El Vaticano siempre se ha sentido incómodo con los valores de la democracia que nunca usó ni en su pequeño Estado independiente, regalo del dictador Mussolini, ni en el gobierno de la Iglesia, donde no existen votaciones para la creación de sus jerarquías.
Y, sin embargo, sin el apoyo de judíos, cristianos y musulmanes será difícil que el deseo que empieza a sacudir positivamente a los países árabes en busca de una democracia nunca conseguida, pueda convertirse en un sueño que nadie soñaba.

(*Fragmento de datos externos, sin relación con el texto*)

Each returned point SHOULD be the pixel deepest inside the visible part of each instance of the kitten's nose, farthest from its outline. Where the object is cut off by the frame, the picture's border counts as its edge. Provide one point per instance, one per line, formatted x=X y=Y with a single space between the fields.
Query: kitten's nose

No sé si el dios de las iglesias y de las religiones puede ser democrático. Sí sé que la sangre derramada en las plazas de los países árabes en busca de democracia y contra la tiranía es del mismo color y valor de la sangre derramada en el madero del Calvario, la del profeta judío sacrificado por haber afirmado que todos los seres humanos, desde los Herodes del poder a los leprosos abandonados en las cunetas de la vida, eran iguales, porque todos tenían la misma dignidad de hijos de Dios.
Fuente: Diario El País (España). 13/04/2011.